All this means that I am sceptical of most forecasting. If you model something well enough to be confident in your prediction, you should understand the levers affecting it so well that you’d be able to move them and thus alter your prediction.2 Only if you truly don’t care about the outcome would you not. Or if you endorse the forecast staying at, say, 0.6, and are content with that. Otherwise, you’ll set off one of these non-stationary spirals.
Forecasts should be viewed as commitments / endorsements.
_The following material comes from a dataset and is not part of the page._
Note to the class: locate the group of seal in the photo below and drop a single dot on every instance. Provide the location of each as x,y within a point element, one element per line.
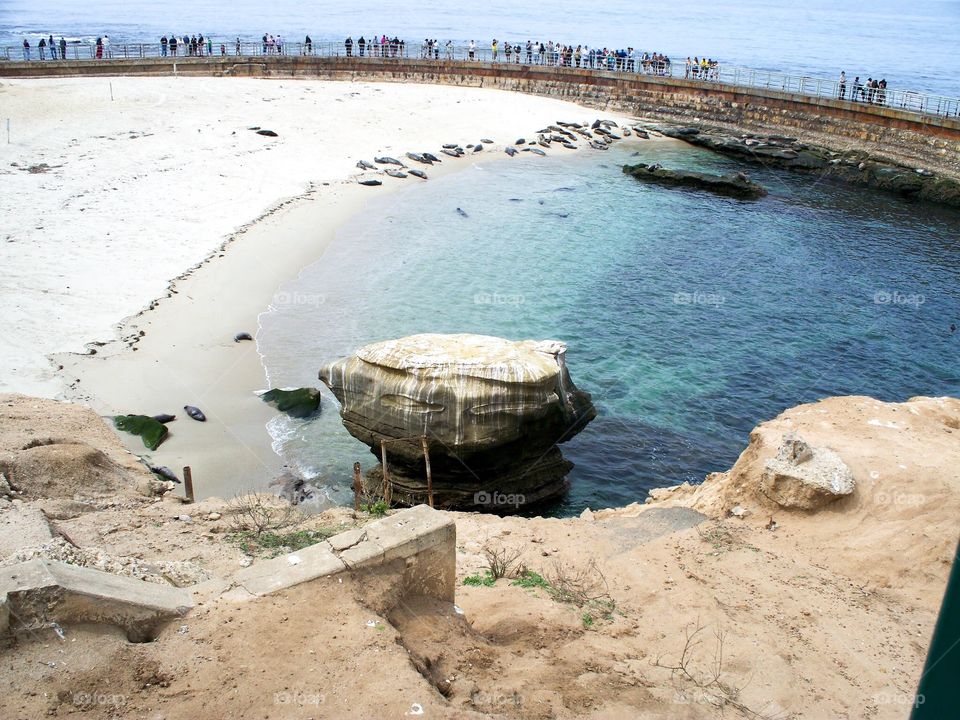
<point>599,135</point>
And when you give one, you should say what you’re doing and why, i.e. “I think the elasticity to me acting would be very low”, or “I think the elasticity to me acting would be fairly high, but I’m not going to allocate attention towards acting, because I’m instead going to allocate my action mostly towards xyz”.
Forecasts should be indexed by policies to be coherent.
And a probability forecast is the supremum over a set of policies you’re willing to take to nudge the forecast in your preferred direction.
epistemic status: notes, scratchpad, “started looking into but not planning to continue further rn”. formalization doesn’t feel worthwhile here — too ‘theoryslop’ — i’m going to pause this here unless something re-surfaces it.
This is related to a broader notion of ‘intelligence as tree search’ that I’d like to flesh out at some point.
There’s a weird phenomenon in x-risk reduction where you’d want to find the lever where one small team can seriously move the needle / avert catastrophe, but if you were to find one, that would be fairly terrifying, not least because it would imply the existence of more.
Fortunately, you can apply a transform on x-risk reduction and convert it into ‘good future design’:
https://guzey.com/existential-risk/
> If you model something well enough to be confident in your prediction, you should understand the levers affecting it so well that you’d be able to move them and thus alter your prediction.
I confidently predict that the sun will rise tomorrow. Does that mean I can stop it from rising?
> If each plan is better than the last, you’ll obtain a monotone increasing sequence of probability forecasts, bounded above by 1. By Monotone Convergence Theorem, this sequence will converge to sup(P(E | π_k)) = 1.
> This isn’t how things work IRL, of course. Perhaps at some point, you’re unable to come up with a better plan; P(E | π_k+n) ≤ P(E | π_k) ∀n ≥ 1. Or you just run out of time and stop at some step K yielding P(E | π_K) < 1.
Small mathematical quibble, but it's also possible that sup(P(E | π_k))<1, but there is still in infinite sequence of increasingly better plans that converge to, say, 0.8.